Blaise Alleyne technology, music, bioethics, theology
Don't Ignore the Bells

Don’t ignore the bells

Disclaimer: spoilers for Game of Thrones (and Breaking Bad) ahead

When engaging with fiction, we should not turn off our conscience. This seems like an incredible obvious statement to make, but it’s increasingly uncommon sentiment, especially in the age of the anti-hero.

Far too many people watch anti-hero dramas as though it’s all Grand Theft Auto. What’s the difference between suspending disbelief and suspending our moral sense? We’re supposed to root for the bad guys, right? Isn’t that how this works? Whereas suspending disbelief is an act of the imagination that can draw us into new worlds through which we can engage with a compelling narrative, suspending decency is a very dangerous step. And the best artists know this, even in the age of HBO.

This first occurred to me with Breaking Bad. Someone told me that Breaking Bad was like Sons of Anarchy, which confused me because they seemed nothing alike – Sons of Anarchy is so explicitly Hamlet, whereas Breaking Bad is Macbeth. In 5×05, Walter, Jesse and Todd pull off an epic train heist to acquire more methylamine to fuel their drug empire. The audience is rooting for the anti-hero protagonists all the way through, and they accomplish the impossible train heist, which is a real feat to watch, and without anyone noticing – until they see a young kid on a bike. Todd waves, and then shoots him as Jesse screams in protest.

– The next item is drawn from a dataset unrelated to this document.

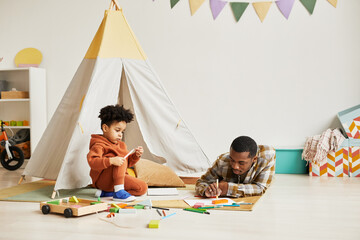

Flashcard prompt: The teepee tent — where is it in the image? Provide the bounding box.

It was when my wife told me that a friend had remarked, “yeah, that was so awful… but, I mean, they had to do it… right?” that I truly realized what Vince Gilligan was doing. The death of this child is what ultimately sets the end of the series in motion. Jesse spirals out of control with a guilty conscience, while Walt continues whistling on his merry way. This is the breaking point, where the showrunner has to make it so undeniably obvious that the hero is an anti-hero, that the protagonist has actually become a really bad guy – and even then, the audience takes a while to come around.

Game of Thrones is full of characters who are far, far worse than Walter White, and the worst horrors of Vince Gilligan’s comparatively restrained dramas would barely cause one to bat an eye on Game of Thrones. While people line up an pick a team, pick a ruler to root for (that’s the whole point of the game, right?) it takes much, much more horrific acts in order to break the audience from their spell, like Stannis Baratheon burning his own daughter alive at the stake – a scene that Game of Thrones handles with reaction shots from the parents amidst the brutal and absolutely unbearable screaming, foregoing the usual gory visuals for an even more horrific effect. On this show, in order to make it undeniable that someone is beyond the pale, the dial needs to be turned up to 15 or 16, after six seasons of regular carnage, objectification, brutality, and a world with barely a hint of justice or morality.

Until Season 7 and 8, when the notion of a redemption arc creeps into Game of Thrones from the edge of its known world onto centre stage in Westeros. (I don’t think I would have made it anywhere near this far before turning it off, were I starting today….) From Tyrion Lannister to Sandor Clegane to Jaime Lannister, it’s almost as hard to recall the origins of these characters as it is to remember all the other major characters whose corpses litter the first six seasons. Redemption is a fascinating theme I never would have expected in this show, but my concern here is not redemption so much as its opposite – the fall.

Why were so many people so surprised when Daenerys Targaryen massacred the entire city of King’s Landing? (Most of all, I’m guessing, Elizabeth Warren.) Why did so many people find it so implausible when she ignored the bells?

They were cheering for her. That’s the game, right? Pick a team, root for the person who you want to be on the throne? People cheered for her in 3×04 when she told the unsullied to “slay the masters,” even after she had control of their army. People cheered for her in 4×04 when she crucified the masters in Meereen, even as Ser Barristan Selmy counsels her to show mercy. After the Sons of the Harpy kill Selmy, she rounds up the nobles of Meereen and feeds one to the dragons as an interrogation technique, without any concern for his particular innocence or guilt. The Season 7 execution of the Tarly men was a focal point of 8×02. And if you look to any of the times she did show mercy or chose a less violent means of conquering, it was because her advisors strongly urged her to do so – advisors who are all now dead or alienated from her. I mean, just listen to the music that gets played during half of these scenes.

Is it really hard to believe that Daenerys would ignore the bells? She’s been ignoring the bells all along, and this is only a surprise to viewers who themselves have become accustomed to ignoring the bells. Watching an anti-hero drama and cheering the protagonist is like attending a Shakespeare play and cheering for Macbeth, or reading Paradise Lost and cheering for Satan.

Narrative fiction, literature, brings about self-reflection and self-revelation. By engaging with literature, we learn something about ourselves. It is dangerous to engage with our conscience disabled – it is a journey without a compass. We must not become desensitized to the horrors, or explore character without conscience, or else we learn the wrong things. We should never cheer for justice without mercy, or take pleasure in murder or massacre. Or else, we, too, may learn to ignore the bells.